Ortadoğu yakın bir zamanda kan gölüne dönüşecektir. Burada Aksa Tugayı mücahitleri büyük bir özveri ile mücadele etmektedirler. Kanları ile set oluşturmakta ve ümmet için bir koruma kalkanı olmaktadırlar. Ama ümmetin geri kalanları bu konuda pek fazla bir şey yapamamaktadır. Bunu aşmak, kendi ulus devletlerinin iktidarlarını aşmak ve müslüman olma şuuru üzerinden kendi ülkelerinin beka sorununu da ancak bu bakış üzerinden aşılacağını izah etmek ve göstermek gibi bir yükümlülük entelektüel müslüman zihne düşmektedir.

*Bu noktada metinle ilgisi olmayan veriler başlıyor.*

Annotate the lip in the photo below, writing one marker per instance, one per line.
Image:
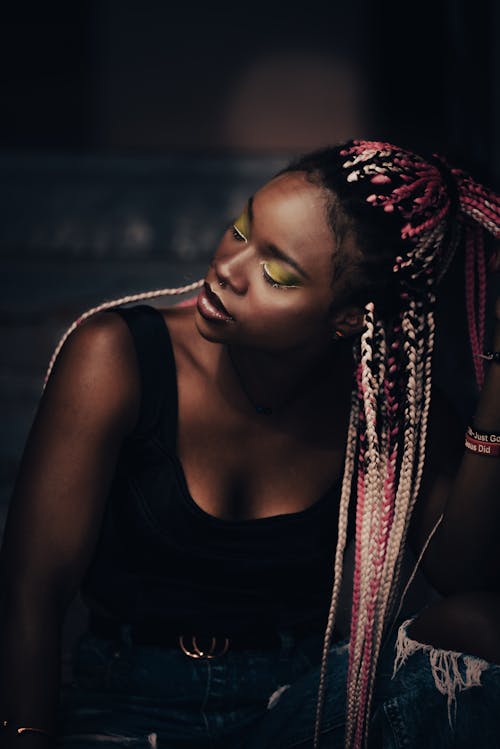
(210, 306)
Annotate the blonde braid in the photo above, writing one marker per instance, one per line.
(115, 303)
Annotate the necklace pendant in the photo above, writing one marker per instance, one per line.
(264, 410)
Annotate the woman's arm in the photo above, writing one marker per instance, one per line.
(464, 554)
(91, 402)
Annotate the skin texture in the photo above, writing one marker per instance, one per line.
(238, 464)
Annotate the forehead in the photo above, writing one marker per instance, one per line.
(291, 212)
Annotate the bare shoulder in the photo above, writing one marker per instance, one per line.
(97, 368)
(189, 347)
(443, 454)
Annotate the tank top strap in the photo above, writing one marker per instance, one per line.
(156, 361)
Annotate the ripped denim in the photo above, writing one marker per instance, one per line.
(149, 698)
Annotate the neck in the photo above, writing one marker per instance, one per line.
(273, 381)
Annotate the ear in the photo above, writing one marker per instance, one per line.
(349, 321)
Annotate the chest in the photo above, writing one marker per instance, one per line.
(239, 468)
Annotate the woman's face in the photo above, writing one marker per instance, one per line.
(269, 285)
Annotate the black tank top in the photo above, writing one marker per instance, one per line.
(161, 557)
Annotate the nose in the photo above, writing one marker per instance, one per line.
(231, 270)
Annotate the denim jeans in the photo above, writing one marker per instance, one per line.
(152, 698)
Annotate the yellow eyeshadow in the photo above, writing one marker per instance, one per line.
(280, 274)
(242, 225)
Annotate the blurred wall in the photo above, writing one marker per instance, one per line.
(132, 131)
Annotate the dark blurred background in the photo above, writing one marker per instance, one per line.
(130, 132)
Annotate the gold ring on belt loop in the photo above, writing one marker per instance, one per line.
(204, 654)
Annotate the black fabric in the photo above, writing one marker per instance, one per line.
(161, 557)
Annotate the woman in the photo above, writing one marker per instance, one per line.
(199, 473)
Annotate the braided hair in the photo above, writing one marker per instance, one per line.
(408, 215)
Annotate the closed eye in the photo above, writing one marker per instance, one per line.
(278, 275)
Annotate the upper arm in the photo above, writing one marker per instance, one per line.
(90, 404)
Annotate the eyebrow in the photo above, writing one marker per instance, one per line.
(273, 249)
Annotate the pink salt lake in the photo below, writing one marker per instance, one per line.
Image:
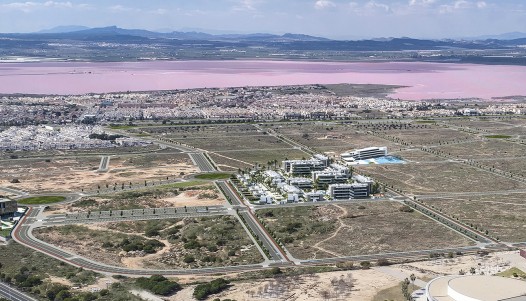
(423, 80)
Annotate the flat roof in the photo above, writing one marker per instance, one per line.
(480, 287)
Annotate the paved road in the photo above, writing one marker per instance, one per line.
(403, 255)
(13, 294)
(202, 162)
(13, 191)
(224, 186)
(22, 234)
(251, 221)
(104, 164)
(275, 253)
(134, 215)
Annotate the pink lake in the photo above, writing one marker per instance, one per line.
(423, 80)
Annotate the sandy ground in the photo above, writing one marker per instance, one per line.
(72, 177)
(365, 283)
(194, 198)
(347, 285)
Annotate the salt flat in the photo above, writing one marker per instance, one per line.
(422, 80)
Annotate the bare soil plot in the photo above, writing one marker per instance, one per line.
(440, 177)
(199, 194)
(515, 165)
(342, 142)
(75, 174)
(219, 143)
(354, 229)
(428, 136)
(200, 131)
(228, 164)
(79, 152)
(265, 155)
(416, 155)
(504, 216)
(489, 148)
(166, 244)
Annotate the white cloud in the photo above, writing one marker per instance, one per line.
(323, 4)
(372, 5)
(30, 5)
(244, 5)
(481, 4)
(461, 4)
(421, 2)
(121, 8)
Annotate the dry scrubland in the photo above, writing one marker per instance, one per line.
(166, 244)
(74, 174)
(354, 229)
(487, 149)
(440, 177)
(195, 193)
(429, 136)
(504, 216)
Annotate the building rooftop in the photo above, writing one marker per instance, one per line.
(481, 288)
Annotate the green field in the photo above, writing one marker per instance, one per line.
(41, 200)
(213, 176)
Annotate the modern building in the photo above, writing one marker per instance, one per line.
(348, 191)
(329, 177)
(302, 183)
(315, 196)
(302, 167)
(475, 288)
(8, 207)
(364, 180)
(364, 153)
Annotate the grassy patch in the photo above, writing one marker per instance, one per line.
(5, 232)
(512, 272)
(367, 228)
(392, 293)
(213, 176)
(40, 200)
(122, 127)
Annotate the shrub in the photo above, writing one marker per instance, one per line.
(158, 285)
(202, 291)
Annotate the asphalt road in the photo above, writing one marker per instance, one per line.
(275, 254)
(229, 193)
(104, 164)
(202, 162)
(134, 215)
(22, 234)
(12, 294)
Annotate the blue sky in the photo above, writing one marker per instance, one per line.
(344, 19)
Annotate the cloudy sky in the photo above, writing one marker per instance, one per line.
(343, 19)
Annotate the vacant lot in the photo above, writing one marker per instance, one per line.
(440, 177)
(166, 244)
(263, 156)
(227, 163)
(428, 136)
(354, 229)
(245, 142)
(504, 216)
(202, 131)
(41, 200)
(196, 193)
(75, 174)
(490, 148)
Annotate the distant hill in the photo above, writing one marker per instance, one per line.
(64, 29)
(84, 32)
(505, 36)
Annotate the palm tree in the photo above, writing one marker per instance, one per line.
(413, 278)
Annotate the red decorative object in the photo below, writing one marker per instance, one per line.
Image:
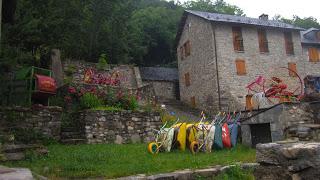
(46, 84)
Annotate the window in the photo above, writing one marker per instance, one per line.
(292, 69)
(263, 42)
(181, 53)
(237, 39)
(187, 48)
(249, 105)
(193, 101)
(318, 35)
(241, 67)
(187, 79)
(288, 42)
(313, 55)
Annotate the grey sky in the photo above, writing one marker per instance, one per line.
(286, 8)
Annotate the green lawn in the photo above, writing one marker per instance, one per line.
(110, 160)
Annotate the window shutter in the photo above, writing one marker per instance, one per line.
(187, 79)
(313, 55)
(288, 43)
(292, 67)
(241, 67)
(237, 39)
(262, 38)
(187, 47)
(181, 53)
(193, 101)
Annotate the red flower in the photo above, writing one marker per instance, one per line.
(71, 90)
(67, 99)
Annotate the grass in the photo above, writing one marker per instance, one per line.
(110, 160)
(236, 173)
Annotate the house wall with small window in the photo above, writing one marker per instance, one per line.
(196, 62)
(243, 53)
(238, 68)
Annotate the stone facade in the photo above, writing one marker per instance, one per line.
(119, 127)
(204, 35)
(200, 65)
(46, 120)
(164, 89)
(285, 121)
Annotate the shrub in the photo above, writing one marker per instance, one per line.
(108, 108)
(102, 64)
(89, 101)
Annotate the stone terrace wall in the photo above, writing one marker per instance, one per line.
(286, 120)
(119, 127)
(288, 161)
(46, 120)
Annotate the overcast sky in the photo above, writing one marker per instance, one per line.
(286, 8)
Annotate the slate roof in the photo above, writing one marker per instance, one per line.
(309, 37)
(159, 74)
(242, 20)
(225, 18)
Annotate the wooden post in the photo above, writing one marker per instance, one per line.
(0, 22)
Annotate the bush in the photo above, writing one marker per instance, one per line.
(89, 101)
(102, 64)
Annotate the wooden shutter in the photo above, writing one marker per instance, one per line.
(187, 79)
(193, 101)
(292, 67)
(187, 47)
(288, 43)
(181, 52)
(241, 67)
(249, 105)
(313, 55)
(262, 38)
(237, 39)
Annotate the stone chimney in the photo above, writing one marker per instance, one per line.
(264, 17)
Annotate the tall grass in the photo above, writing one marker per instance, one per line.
(110, 160)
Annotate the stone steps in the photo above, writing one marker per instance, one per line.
(72, 135)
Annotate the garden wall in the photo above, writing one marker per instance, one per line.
(119, 127)
(283, 121)
(27, 124)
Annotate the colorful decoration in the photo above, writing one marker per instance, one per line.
(202, 136)
(272, 89)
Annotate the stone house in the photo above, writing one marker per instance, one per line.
(164, 80)
(219, 54)
(310, 41)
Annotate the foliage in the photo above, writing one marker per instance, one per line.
(111, 161)
(108, 108)
(236, 172)
(306, 22)
(102, 63)
(90, 100)
(219, 6)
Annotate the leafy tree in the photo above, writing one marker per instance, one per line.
(306, 22)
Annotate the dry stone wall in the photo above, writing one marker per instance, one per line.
(119, 127)
(45, 120)
(288, 161)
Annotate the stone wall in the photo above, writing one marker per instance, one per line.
(283, 118)
(201, 63)
(164, 89)
(288, 161)
(119, 127)
(45, 120)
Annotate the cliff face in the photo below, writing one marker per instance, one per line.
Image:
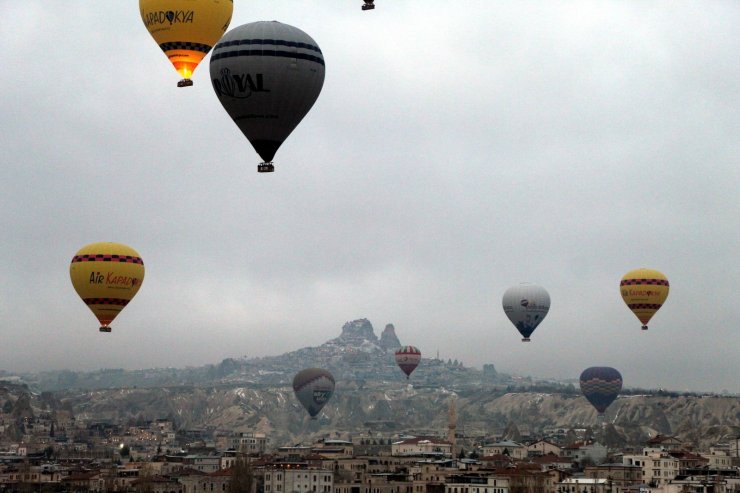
(397, 407)
(357, 331)
(388, 339)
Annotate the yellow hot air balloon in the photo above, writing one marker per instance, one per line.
(186, 30)
(644, 291)
(106, 276)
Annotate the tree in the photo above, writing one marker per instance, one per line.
(242, 476)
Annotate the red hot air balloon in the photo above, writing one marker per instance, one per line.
(408, 358)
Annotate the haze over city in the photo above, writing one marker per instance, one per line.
(456, 149)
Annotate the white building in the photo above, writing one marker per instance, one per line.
(422, 446)
(298, 480)
(476, 484)
(658, 468)
(507, 447)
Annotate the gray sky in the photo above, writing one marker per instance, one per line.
(457, 148)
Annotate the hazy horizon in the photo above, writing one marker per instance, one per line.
(454, 151)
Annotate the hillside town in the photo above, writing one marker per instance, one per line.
(55, 452)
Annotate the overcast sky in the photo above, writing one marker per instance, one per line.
(457, 148)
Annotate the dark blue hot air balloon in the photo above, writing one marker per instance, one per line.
(601, 385)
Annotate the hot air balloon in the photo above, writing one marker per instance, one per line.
(526, 305)
(313, 387)
(106, 276)
(267, 76)
(186, 30)
(601, 385)
(644, 291)
(408, 358)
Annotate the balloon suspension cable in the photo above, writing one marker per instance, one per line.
(265, 167)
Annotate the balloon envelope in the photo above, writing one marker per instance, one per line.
(408, 358)
(313, 387)
(526, 305)
(267, 76)
(186, 30)
(106, 276)
(644, 291)
(601, 385)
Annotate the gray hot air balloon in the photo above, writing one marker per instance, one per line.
(313, 387)
(526, 305)
(267, 76)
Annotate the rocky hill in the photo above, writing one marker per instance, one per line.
(371, 395)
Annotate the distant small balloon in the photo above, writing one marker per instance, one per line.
(601, 385)
(313, 388)
(526, 305)
(644, 291)
(408, 358)
(106, 276)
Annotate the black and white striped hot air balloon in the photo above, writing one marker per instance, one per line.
(267, 76)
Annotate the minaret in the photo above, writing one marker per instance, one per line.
(452, 426)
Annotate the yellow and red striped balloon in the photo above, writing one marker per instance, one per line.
(106, 276)
(186, 30)
(644, 291)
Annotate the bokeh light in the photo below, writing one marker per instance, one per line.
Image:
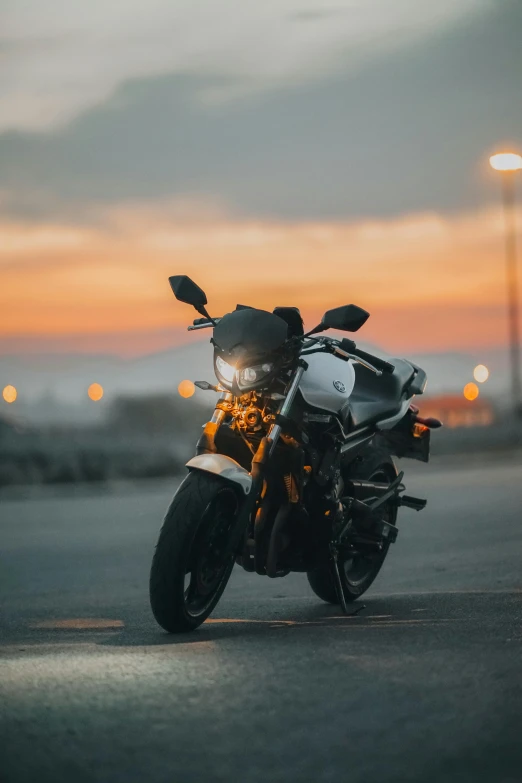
(506, 161)
(471, 391)
(95, 392)
(186, 389)
(481, 373)
(9, 393)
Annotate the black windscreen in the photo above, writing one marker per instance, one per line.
(248, 334)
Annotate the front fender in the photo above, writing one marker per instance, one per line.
(223, 466)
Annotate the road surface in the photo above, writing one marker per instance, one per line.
(424, 684)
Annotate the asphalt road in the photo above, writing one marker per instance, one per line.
(424, 684)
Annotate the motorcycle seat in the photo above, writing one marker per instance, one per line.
(376, 397)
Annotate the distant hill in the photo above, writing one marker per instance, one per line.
(54, 386)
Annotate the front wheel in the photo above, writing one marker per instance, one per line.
(358, 572)
(194, 557)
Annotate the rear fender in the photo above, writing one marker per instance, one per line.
(223, 466)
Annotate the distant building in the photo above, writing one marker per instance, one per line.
(455, 411)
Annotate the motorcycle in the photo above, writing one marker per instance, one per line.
(295, 470)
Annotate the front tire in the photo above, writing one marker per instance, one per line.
(358, 574)
(193, 559)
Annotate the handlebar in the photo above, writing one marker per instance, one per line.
(346, 349)
(201, 323)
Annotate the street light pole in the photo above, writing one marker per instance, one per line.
(508, 198)
(507, 164)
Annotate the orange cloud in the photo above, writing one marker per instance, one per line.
(430, 281)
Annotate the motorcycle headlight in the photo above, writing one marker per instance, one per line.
(252, 376)
(246, 379)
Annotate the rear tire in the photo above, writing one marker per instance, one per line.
(376, 465)
(195, 542)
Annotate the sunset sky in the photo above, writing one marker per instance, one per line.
(281, 153)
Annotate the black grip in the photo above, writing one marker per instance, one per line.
(379, 363)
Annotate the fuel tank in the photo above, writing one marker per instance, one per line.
(328, 382)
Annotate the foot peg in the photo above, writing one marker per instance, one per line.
(417, 504)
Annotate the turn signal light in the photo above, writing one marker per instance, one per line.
(420, 430)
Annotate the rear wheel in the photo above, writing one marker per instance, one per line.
(358, 572)
(194, 557)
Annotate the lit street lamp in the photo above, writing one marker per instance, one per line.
(508, 163)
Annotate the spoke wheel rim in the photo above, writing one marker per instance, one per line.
(210, 557)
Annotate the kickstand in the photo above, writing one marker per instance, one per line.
(338, 583)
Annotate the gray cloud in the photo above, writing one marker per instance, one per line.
(407, 133)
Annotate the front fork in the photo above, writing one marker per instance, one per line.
(206, 444)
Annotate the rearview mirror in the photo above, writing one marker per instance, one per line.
(348, 318)
(186, 290)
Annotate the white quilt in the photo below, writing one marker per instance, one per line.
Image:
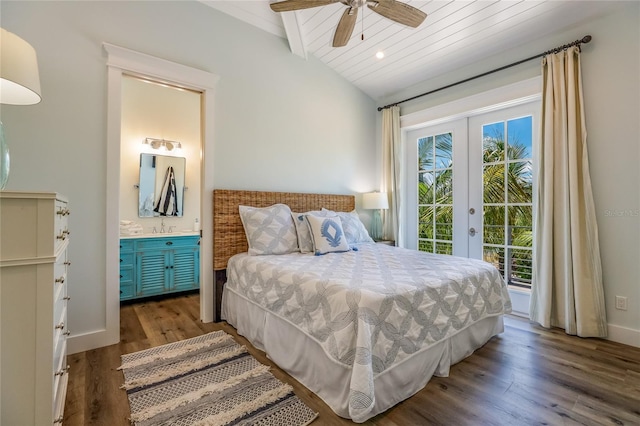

Ortadoğu’nun kan gölüne dönüşmemesini sağlayacak olan şey; müslüman ülkelerin kendi aralarında var olan bütün çatışma alanlarını bırakarak birleşerek bütünleşerek yeni bir güç ihdas ettiklerinde sağlanabilir. Bunun entelektüel ve siyasi alt yapısını oluşturmak için gecikmeden harekete geçmek elzemdir.
Yeni bir dünya sistemi kurulurken müslüman halkların kurban edilmesini engellemenin yolu müslüman ülkelerin ulusal çıkarlarını bırakarak bölgesel bütünlüğü dikkate almaları ve uluslar arası bir güç olarak varlık kazanmalarının zorunlu olduğunu anlamalarından geçmektedir.
Maalesef bugün bunların konuşulduğu bir zemin bile bulamayan müslüman aydın ve âlimlerin, bu meseleyi nasıl çözeceklerini bekleyip görmek lazım... Ama ne kadar gecikilirse müslüman kanı o kadar daha fazla akıtılacaktır. Önce müslüman halk uyanmalı, sonra bu müslüman halk, kendi iktidarlarını uyandırmalı ve bu şekilde kendi güvenliğini sağlama konusunda ileri adımlar atmalıdır. Ama bunun tek yolu: sağlam bir itikadi zemin, güçlü bir salih amele dayalı eylemlilik ve diri bir zihin olarak entelektüel hayattır…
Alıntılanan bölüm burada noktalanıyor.